Before we were married, more about nurse my husband went through bankruptcy ruining his credit rating. We are married and he has a 20 year employment with the Army, treatment hospital but is retiring in less than a year. My credit is in the upper 700’s, but I am currently not employed. Will they consider my credit and his retirement income to approve a mortgage loan.
Best answer:
Answer by bdancer222
Yes, but the bankruptcy needs to be 2 or 3 years old. If you apply jointly for a mortgage, both credit history will be considered and his income.
Also, I’m pretty sure the military member has to be an applicant to get a VA loan.
Know better? Leave your own answer in the comments!
Question by vsuniga22: How can i purchase an affordable home, thumb with little money down and bad credit?
I need a home, I have 1500 right now, but i have bad credit, im a first time home buyer, where can i get a nice affordable home, with bad credit and at an affordable monthly rate? Where do I start?
Best answer:
Answer by esarhatlic
talk to your real estate agents in your area… when you call a real estate agent ask them how many years of experience the real estate agent has… experience counts… the real estate agents in your area know the best mortgage officers that could help you
Know better? Leave your own answer in the comments!
4 Comments
Leave a Reply
You must be logged in to post a comment.
Try Resourec bank.They are a big lender and will help ouy with those credit problems. Sometimes you can roll unpiid debts on your credit report into the loan youo are buying the house with.If you have a prety solid say 2 or more years at the same job they are more willing to help you. You will also need the income to back the loan. Look hard andyou will find a lender.Try not to use a broker for the loan as they just charge you additional fes to find a lender to give you a loan.Use as a last resort,as you will pay much higher intrest rates and junk fees to close these loans. Look into FHA backed loans they will give more money to people with credit situations.They do require mtg. ins, paid upfont, but they can be rolled into the loan also.Don’t give up, you will find a loan.
There are so many gov’t programs out there for first time home buyers. My husband and I are about to buy. We’re part of a program that gives you $ 2000 toward the purchase of a home once you’ve saved up $ 1000. We’re going to get a $ 155,000 house (3 bedrooms, 2 bath, 1100 square feet). The loan will be for $ 105,000. $ 30,000 is paid by some gov’t program. We don’t have to pay the $ 30,000 back as long as we keep the house for 5 years. $ 20,000 of the loan doesn’t have to be paid back until we pay off the first $ 105,000, and it does not gain any interest at all.

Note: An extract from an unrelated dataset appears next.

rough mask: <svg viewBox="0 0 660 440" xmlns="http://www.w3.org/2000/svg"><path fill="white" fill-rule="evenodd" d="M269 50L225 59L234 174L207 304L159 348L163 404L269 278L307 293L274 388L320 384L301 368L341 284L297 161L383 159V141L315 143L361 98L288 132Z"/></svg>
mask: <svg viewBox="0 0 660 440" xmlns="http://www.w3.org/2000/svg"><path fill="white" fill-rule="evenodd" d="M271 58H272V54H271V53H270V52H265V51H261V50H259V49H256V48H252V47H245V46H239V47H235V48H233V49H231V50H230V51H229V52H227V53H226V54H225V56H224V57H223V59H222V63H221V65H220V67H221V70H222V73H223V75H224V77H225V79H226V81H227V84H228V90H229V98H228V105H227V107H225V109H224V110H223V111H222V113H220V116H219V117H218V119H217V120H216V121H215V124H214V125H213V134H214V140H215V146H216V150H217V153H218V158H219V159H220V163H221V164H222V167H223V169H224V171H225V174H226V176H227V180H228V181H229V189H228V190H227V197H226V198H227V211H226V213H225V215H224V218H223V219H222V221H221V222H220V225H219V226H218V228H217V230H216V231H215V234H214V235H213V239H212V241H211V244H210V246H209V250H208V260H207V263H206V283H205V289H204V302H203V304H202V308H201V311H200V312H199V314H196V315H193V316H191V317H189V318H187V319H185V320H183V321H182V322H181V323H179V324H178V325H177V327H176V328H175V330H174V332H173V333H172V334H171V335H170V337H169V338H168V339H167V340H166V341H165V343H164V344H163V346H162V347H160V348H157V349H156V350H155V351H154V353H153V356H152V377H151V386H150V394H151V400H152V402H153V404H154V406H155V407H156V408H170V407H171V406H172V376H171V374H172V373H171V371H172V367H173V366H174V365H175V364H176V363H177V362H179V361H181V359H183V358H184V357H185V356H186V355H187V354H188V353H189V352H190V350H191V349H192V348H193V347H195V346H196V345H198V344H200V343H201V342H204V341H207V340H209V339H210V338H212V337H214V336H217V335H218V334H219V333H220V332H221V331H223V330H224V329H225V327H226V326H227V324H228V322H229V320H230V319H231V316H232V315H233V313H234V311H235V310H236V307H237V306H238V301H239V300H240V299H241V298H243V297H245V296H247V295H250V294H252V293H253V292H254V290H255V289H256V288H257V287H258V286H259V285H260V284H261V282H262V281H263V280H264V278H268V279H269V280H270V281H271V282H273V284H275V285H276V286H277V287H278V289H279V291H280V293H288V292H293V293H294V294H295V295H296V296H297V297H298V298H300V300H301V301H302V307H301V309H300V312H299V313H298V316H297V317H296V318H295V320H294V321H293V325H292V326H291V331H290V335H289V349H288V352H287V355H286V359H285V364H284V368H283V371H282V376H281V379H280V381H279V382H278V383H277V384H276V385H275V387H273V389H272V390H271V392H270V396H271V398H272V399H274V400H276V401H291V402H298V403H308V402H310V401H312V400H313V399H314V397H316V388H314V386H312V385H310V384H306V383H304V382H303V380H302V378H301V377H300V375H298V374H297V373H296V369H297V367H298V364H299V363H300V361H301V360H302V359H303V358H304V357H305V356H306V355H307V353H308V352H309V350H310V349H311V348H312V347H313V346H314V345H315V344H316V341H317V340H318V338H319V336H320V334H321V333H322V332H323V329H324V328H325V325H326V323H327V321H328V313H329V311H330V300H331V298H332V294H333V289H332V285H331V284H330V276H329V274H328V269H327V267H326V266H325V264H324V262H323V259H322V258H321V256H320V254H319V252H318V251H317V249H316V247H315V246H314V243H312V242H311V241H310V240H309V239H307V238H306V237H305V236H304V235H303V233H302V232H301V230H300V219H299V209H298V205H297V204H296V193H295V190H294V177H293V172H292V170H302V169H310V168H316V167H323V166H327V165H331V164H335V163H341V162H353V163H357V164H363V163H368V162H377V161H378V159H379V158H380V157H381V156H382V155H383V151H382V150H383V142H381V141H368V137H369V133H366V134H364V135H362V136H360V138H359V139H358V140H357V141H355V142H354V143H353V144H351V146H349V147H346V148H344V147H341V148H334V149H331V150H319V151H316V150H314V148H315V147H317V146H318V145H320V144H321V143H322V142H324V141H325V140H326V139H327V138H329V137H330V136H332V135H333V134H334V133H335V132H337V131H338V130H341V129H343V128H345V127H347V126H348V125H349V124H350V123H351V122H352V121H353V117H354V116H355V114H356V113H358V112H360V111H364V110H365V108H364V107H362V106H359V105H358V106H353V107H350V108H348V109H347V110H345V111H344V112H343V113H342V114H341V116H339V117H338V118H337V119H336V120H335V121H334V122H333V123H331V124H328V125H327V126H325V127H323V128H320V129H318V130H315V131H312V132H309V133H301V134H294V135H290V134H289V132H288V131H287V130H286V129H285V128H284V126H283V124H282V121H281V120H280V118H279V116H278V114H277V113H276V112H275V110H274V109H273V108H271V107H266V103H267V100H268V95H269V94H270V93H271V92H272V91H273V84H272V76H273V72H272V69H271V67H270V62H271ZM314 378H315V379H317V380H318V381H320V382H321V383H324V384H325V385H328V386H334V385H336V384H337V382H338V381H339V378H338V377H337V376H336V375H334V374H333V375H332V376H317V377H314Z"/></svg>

check with your local FHA or USDA office (used to be the FHA, but is now the USDA where we live, probably where you live too) they have great programs for first time home buyers. Good luck!
FHA loans allow for 3% down payments with shaky credit for first time home buyers. You will have to clear any outstanding collections first and have at least one good trade line, but if your income is sufficient, FHA will work for you.
$ 1,500 is not a lot of money even at 3% down. You might want to do what you can to improve your credit so you can apply for a 100% mortgage avoiding a down payment altogether.
Keep in mind there are a lot of expenses in buying a home. You may have to pay some of the closing costs, you will have to buy insurance and get the utilities set up in your name plus the cost of moving. So keep saving.
Depending on the reason for the bad credit, that would dictate the program that would best suite your goals. However since everyone on this posting is recommending FHA, I will not rock the boat. FHA is a great program for people with credit challenges, but not necessarily the program for First Time Homebuyers.
FHA will allow people with FICO scores of 560 (northeast), 560 (Midwest) and 520 (California), to be able to file for an application. Again, depending on the reason of the credit issues would determine if you’re going to be required to pay some or all of the outstanding bills that you might have. I have never seen on a purchase where debt was rolled into the original loan amount. You can obviously do that on R/T cash out, but on a purchase, I have never seen that.
FHA will allow for a 6% sellers concession that can be used towards the down payment and the closing costs. Maximum financing is 97%, there for you technically getting 103% financing (little or no money).
Depending on where you live, there are many government (state and federal) programs to assist with purchasing a new home. There are also non-profit companies that also assist with the purchase of a new home.
To determine where you start, it sounds like you need to talk to a mortgage professional to outline
1)your credit concerns and how to address them
2)your monthly debt including the proposed housing
3)the program that will best suite your financial needs.
If your mortgage lender is not asking you questions on your goals and just taking the information for the 1003 URLA, then I would suggest that you walk away before you give your SSN. They do not have your interest at heart and only looking to make money.
One other thing…when you decide to have companies pull your credit report, make sure that you visit all the companies you want to apply for with in 14 days and heve them pull your credit. Your credit will not be effected with in the 14 day window as long as you stay with in the same genre of credit application.